Abstract
In Imperial Oil’s Cold Lake field, Cyclic Steam Stimulation (CSS) is used to recover bitumen from the Clearwater formation. At initial reservoir conditions, fluids are essentially immobile due to high bitumen viscosity and due to very low relative permeability to water. The injection of steam is achieved by injecting at pressures that induce hydraulic fractures in the formation. Numerical simulation techniques typically handle fracturing by imposing a large increase in permeability as the pressure exceeds a fracture pressure.
Standard simulation approaches using an ExxonMobil in-house simulatori to modeling fracturing require an excessive pressure gradient in order to propagate a fracture. As a result, the pressure of the fracture blocks is overestimated, resulting in an unrealistic overestimate of leak-off from the fracture. The fracture area is thereby significantly underestimated and possible fluid communication between wells is not properly modeled.
The term "dynamic fracturing" refers to an approach that improves hydraulic fracture modeling by using a variation of upstream weighting to calculate the effective permeability between fracture blocks. The upstream weighting is done indirectly using changes in void ratio, which is a measure of pore dilation due to pressure change. The method has been calibrated with field data from two Cold Lake pads.

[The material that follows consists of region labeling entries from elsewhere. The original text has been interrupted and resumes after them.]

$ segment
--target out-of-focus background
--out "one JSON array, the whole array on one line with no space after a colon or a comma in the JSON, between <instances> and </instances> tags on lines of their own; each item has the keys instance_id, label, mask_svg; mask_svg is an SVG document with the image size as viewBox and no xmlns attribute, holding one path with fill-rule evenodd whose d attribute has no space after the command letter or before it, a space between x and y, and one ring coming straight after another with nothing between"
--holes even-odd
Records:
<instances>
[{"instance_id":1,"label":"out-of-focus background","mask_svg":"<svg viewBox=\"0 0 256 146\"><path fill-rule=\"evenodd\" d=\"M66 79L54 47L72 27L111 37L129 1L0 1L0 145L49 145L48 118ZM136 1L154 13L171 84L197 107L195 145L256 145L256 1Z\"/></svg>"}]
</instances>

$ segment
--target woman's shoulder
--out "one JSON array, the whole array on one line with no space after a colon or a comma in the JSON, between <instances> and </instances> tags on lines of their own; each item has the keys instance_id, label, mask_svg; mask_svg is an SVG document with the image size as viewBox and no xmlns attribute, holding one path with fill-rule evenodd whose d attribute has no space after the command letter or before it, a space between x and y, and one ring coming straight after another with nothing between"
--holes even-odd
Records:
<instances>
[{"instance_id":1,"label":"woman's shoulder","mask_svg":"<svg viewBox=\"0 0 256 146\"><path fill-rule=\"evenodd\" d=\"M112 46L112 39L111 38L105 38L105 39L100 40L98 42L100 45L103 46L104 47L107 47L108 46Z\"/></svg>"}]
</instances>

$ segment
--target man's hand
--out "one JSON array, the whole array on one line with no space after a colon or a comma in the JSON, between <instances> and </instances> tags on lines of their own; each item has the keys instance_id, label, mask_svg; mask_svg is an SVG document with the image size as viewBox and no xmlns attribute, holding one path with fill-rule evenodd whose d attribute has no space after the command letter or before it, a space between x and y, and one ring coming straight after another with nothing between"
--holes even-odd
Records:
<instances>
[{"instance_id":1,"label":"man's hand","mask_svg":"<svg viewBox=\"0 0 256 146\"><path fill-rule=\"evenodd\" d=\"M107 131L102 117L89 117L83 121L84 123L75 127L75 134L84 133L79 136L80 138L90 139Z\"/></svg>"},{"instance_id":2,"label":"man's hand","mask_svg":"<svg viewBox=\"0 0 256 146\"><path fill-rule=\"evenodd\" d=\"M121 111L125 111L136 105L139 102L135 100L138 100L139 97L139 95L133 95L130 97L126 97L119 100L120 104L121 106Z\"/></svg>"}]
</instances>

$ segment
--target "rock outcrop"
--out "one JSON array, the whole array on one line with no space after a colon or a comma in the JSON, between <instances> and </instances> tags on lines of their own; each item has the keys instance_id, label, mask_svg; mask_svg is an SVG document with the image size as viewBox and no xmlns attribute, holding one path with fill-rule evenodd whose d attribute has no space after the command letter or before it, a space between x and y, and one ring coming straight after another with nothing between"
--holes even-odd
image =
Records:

Early attempts to use this method encountered numerical stability problems. This resulted in very slow run times, and in many instances, cases could not be completed. The method has been improved using a simple dampening scheme making it practical to use in multi-well models. This approach is aimed at improving predictions of fluid distribution in early cycles of CSS including predictions for infill well performance. More realistic fluid communication modeling improves subsequent infill performance predictions. Useful comparisons of performance from different steam strategies require good predictions of fluid distribution caused by each strategy. This work has imporved our ability to model the CSS process and to predict field behaviour.